The age of celebrity terrorism

The media and the blogosphere is filled with anger and vitriol. Perhaps, we Indians are too close to the scene of the tragedy and are mostly incapable of seeing the large ramifications of what just happened in Mumbai. In this volatile time, perhaps some of the best analysis of the situation can be depicted by observers who are sufficiently detached from the incident and are therefore not as affected with the emotions running in this country.

BBC has this brilliant analysis by Paul Cornish, who theorises about whether this is a new chapter of terrorism - “the age of celebrity terrorism”.

Quite apart from the scores murdered and the hundreds injured, what the Mumbai terrorists really wanted was an exaggerated - and preferably extreme - reaction on the part of governments, the media and public opinion.

In these terms, the attackers received as much attention as they could possibly have hoped for, and the Mumbai outrage can only be described as a very significant terrorist success.

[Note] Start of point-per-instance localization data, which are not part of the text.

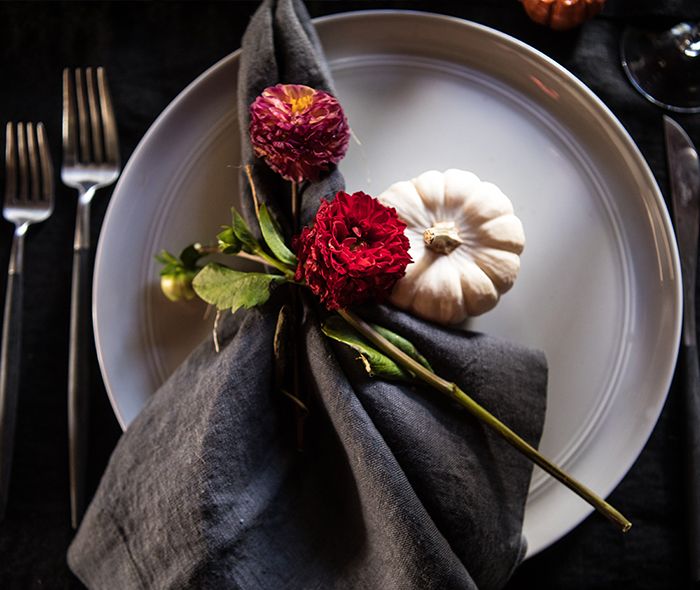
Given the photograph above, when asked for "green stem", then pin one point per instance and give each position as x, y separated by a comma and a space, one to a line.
260, 256
267, 259
452, 390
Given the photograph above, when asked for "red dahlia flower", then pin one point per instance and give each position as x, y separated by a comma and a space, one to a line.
354, 253
298, 131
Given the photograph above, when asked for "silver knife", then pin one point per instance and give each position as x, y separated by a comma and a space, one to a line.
684, 174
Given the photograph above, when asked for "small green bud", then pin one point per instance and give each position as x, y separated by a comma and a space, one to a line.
177, 286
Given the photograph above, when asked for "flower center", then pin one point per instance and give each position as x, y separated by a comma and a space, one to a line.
442, 237
300, 103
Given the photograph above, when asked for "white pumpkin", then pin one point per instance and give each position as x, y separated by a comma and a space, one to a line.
465, 244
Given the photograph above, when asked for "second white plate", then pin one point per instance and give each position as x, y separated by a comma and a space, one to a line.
599, 285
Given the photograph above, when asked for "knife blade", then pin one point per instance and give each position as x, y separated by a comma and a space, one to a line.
684, 175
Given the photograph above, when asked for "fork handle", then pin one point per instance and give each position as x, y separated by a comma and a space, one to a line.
78, 381
10, 366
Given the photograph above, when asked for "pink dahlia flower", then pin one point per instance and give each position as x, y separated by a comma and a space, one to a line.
298, 131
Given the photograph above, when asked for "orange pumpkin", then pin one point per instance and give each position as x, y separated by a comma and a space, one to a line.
561, 15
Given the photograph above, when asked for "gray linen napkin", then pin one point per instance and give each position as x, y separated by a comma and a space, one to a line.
397, 487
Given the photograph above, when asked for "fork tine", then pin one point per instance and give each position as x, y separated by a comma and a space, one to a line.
34, 180
70, 149
108, 120
10, 164
47, 192
96, 125
83, 126
23, 168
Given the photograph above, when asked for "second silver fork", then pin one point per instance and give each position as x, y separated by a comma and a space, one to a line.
29, 197
90, 162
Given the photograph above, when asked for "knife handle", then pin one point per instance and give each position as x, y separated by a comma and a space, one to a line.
692, 427
78, 381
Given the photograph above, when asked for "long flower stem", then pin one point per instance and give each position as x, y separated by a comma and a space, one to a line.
261, 257
486, 417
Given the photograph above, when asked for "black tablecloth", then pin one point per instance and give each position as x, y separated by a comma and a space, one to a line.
151, 52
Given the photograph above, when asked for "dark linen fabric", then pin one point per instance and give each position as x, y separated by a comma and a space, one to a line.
397, 487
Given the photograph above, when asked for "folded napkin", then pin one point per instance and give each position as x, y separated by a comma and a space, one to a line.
396, 487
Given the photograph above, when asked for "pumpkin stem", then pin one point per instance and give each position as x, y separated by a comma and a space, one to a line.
442, 237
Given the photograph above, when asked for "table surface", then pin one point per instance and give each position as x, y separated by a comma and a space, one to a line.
151, 52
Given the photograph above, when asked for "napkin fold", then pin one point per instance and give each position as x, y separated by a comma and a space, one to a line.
397, 487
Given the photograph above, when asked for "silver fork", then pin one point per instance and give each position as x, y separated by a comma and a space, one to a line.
29, 198
90, 162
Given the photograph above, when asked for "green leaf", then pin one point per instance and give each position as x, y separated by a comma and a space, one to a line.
228, 242
165, 257
242, 232
273, 238
232, 289
376, 364
189, 257
404, 345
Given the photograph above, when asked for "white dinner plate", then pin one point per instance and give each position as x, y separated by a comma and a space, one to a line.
598, 289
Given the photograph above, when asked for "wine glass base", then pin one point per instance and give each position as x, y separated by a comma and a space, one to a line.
660, 70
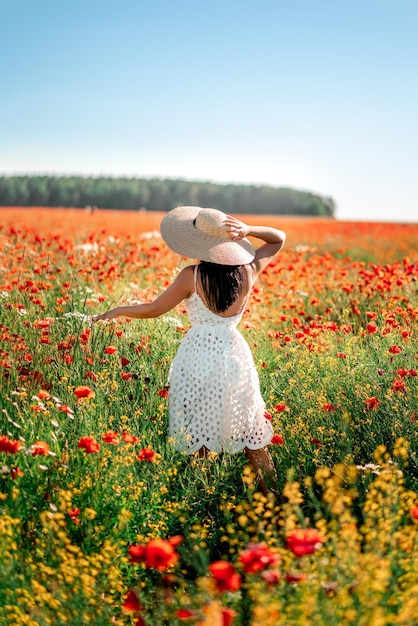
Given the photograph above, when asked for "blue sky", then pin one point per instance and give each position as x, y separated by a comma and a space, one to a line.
320, 95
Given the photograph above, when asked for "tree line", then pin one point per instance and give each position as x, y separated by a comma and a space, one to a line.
154, 194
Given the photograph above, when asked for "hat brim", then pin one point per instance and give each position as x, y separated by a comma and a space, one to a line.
181, 235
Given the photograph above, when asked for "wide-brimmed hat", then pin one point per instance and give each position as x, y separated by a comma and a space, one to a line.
201, 234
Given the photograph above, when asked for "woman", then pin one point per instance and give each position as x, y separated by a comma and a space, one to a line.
214, 399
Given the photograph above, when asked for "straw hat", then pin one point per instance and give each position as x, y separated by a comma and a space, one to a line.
201, 234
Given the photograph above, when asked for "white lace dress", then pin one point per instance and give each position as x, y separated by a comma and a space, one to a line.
214, 398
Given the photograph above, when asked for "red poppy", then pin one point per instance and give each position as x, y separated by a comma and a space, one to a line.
225, 576
296, 577
280, 407
395, 349
399, 385
84, 392
9, 446
16, 472
304, 541
271, 576
91, 376
64, 408
316, 441
257, 557
371, 403
146, 454
39, 448
89, 445
44, 395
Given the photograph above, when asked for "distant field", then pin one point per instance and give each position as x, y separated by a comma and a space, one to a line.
357, 239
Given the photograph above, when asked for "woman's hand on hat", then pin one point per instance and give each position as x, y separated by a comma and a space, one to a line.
237, 230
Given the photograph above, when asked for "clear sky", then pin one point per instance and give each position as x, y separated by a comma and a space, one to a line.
319, 95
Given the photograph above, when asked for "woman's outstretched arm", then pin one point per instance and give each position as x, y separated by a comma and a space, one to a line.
180, 289
274, 240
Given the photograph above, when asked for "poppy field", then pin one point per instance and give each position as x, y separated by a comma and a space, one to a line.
103, 522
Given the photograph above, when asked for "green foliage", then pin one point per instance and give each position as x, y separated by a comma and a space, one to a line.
159, 195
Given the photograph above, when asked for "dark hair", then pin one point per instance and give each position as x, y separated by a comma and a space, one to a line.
222, 284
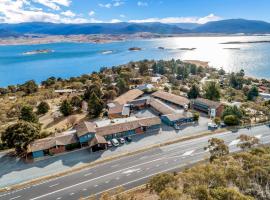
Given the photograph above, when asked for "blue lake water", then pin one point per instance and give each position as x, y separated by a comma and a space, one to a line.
74, 59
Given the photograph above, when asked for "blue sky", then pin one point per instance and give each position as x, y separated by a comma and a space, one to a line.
167, 11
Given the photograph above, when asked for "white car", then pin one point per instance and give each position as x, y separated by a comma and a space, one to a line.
121, 140
212, 126
115, 142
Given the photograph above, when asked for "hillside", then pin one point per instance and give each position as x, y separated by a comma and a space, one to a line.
101, 28
234, 26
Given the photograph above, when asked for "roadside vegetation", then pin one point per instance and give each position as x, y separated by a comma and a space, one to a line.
239, 176
56, 112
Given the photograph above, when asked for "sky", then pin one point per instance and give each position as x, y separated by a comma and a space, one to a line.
112, 11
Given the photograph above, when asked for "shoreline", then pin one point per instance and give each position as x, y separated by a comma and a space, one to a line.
104, 38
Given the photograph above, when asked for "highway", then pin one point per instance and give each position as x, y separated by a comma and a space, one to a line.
130, 171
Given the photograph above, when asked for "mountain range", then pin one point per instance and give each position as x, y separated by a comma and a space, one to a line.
230, 26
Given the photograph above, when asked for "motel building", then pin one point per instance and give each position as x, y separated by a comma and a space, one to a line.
97, 134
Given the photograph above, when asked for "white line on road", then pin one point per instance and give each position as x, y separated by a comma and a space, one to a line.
54, 185
188, 153
15, 198
81, 183
88, 174
258, 136
234, 142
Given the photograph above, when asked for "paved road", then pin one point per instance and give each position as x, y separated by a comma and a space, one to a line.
130, 171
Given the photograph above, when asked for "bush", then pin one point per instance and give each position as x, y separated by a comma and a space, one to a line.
43, 108
231, 120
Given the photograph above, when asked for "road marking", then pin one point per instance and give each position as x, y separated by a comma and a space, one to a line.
143, 157
188, 153
54, 185
81, 183
130, 171
15, 197
258, 136
88, 174
234, 142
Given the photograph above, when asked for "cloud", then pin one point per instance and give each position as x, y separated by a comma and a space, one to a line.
68, 13
54, 4
17, 11
108, 5
142, 3
168, 20
114, 3
91, 13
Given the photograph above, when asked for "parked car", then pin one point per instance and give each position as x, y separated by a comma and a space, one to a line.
212, 126
121, 140
177, 127
109, 144
115, 142
128, 139
222, 125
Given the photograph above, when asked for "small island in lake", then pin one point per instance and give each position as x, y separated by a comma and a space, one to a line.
38, 51
107, 52
187, 49
232, 48
135, 49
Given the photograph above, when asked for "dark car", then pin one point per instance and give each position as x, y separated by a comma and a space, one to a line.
128, 139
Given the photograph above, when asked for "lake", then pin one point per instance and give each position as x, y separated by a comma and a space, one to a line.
74, 59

Nothing too new there. The media frenzy about blame game, the war mongering by sections of the society. We all are reacting very predictably.

But wait, here is the part of the article which is interesting.

The character of modern terrorism is widely understood to have been shaped by a mid-19th-Century idea known as the “propaganda of the deed” - a strategy for political change in which the message or cause is contained within, and expressed by the violent act.

In a novel twist, the Mumbai terrorists might have embarked on propaganda of the deed without the propaganda, in the confident expectation that the rationalisation for the attack - the narrative - would be provided by politicians, the media and terrorism analysts.

If so, then Mumbai could represent something rather different in the history of terrorism, and possibly something far more disturbing even than global jihad.

Perhaps we have come to the point where casually self-radicalised, sociopathic individuals can form a loose organisation, acquire sufficient weapons and equipment for a few thousand dollars, make a basic plan of action and indulge in a violent expression of their generalised disaffection and anomie.

These individuals indulge in terrorism simply because they can, while their audience concocts a rationale on their behalf.

Welcome to the age of celebrity terrorism.

Read the complete article for a more detailed explanation behind the theory.

We still don’t have all the details of this attack to prove any of this. The only detail that we have are premature and constantly revised and denied press revelations by the administration. But even if a bit of the theory of the article is true, we are in for really disturbing times. And it is even more unsettling to know about this possibility and watch the media and the government take the country inexorably to where the terrorists want it to be.